11 responses to “NFL owners to vote on five-year extension with EA Sports

  1. I hope they don’t extend the relationship. NFL2K5 was the best football game in recent memory, and it was either $20 or $30. Madden hasn’t had a great football game in more than a decade. It’s time to end the EA Sports monopoly.

  2. It’s a shame that this isn’t universally condemned. The NFL is extending a monopoly, and now the past decade has proven that this exclusive license brings all the downsides that led this country to fight against monopoly practices. Competition led to a higher-quality Madden product as well as excellent products from competitors, and now there is a single safe product that is coasting on the lack of competition.

    It’s also worth noting that the Madden Ultimate Team mode is one that rides all the cutting edge abuses of the gaming industry into the “gambling instinct” hardwired into people, especially children and young adults, into sucking disproportionate amounts of money from a small minority of players. Whereas for most of its history video gaming aimed to deliver a product that would involve a single up-front fee (and the product would have to hold up as purchased, usually by being fun to use), many of today’s mobile games and modes such as Madden Ultimate Team are lacking in actual fun but seek to hook those with addictive gambling tendencies into dumping scary amounts of money for what amounts to no-cost digital incremental improvements.

    It’s absolutely nefarious and something the gaming industry is conscious of, which is the perhaps the worst thing about it…they’re doing it on purpose in the name of profits, no matter that it is often damaging to the customers they turn into digital loot box addicts.

  3. I haven’t played video games since about 2005 but competition is always good for the market. I remember it varied from year to year who had the better release but it didn’t allow for companies to get lazy. Seems like they just role out a new game with different names now but I could be mistaken.

  4. Fans want competition!! Fans want options! Madden is horrible and continues produce a horrible product becomes they have zero competition. We want NFL 2K!!

  5. “EA Sports absorbed plenty of criticism for shutting down the 2K series, which many gamers preferred to Madden.
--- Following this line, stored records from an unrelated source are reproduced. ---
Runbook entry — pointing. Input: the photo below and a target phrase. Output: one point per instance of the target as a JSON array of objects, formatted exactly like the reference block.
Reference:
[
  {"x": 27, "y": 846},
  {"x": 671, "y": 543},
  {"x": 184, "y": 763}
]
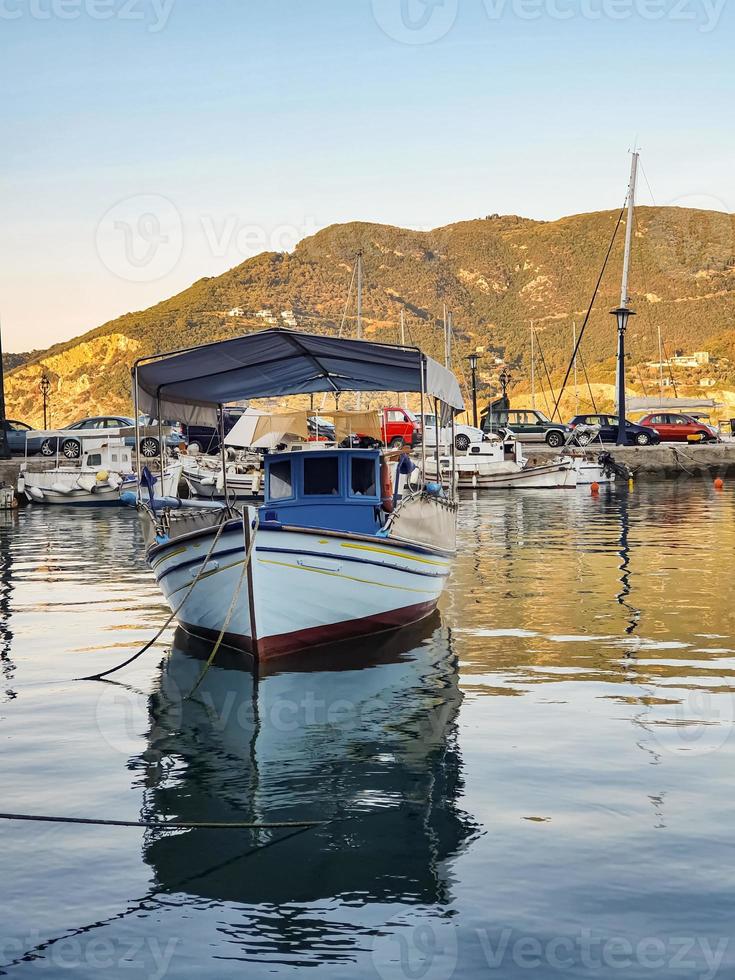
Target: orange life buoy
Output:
[{"x": 386, "y": 487}]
There also have been concerns that the lack of competition has prompted EA to become complacent when it comes to innovating the Madden game.”

    Exactly correct on both counts. Madden was a true innovation 25+ years ago, but it has become stale. Exclusivity does nothing to help the end customer. There’s room for more than one studio to produce this game, the NFL to make money, and may the best product win. I believe they call that system capitalism…

    Like most billionaires, capitalism is preferred by the owners when helps them rise to the top and then a switch to socialism through exclusivity and government assistance (stadium construction, monopoly waivers) to keep them there.

  6. The mechanics of the EA game are broken and resemble nothing of a “simulation”. All four major madden tournaments this year were won by a player using a run-only offense. The most recent one was won by using a punter at quarterback the entire game. Oh, and MUT is nothing but a cash grab or a major time sink (your pick).

  7. I love MUT but hate the money grab behind it with paying for packs and also how EA has neglected franchise mode for years now.

  8. Madden ultimate team is horrible. I don’t know anyone that actually plays that.

  9. Sounds like loot boxes and micro-transactions have infected sports games, too. I play RPGs and ignore those that require you to pay for additional content or features to ‘win’ the game.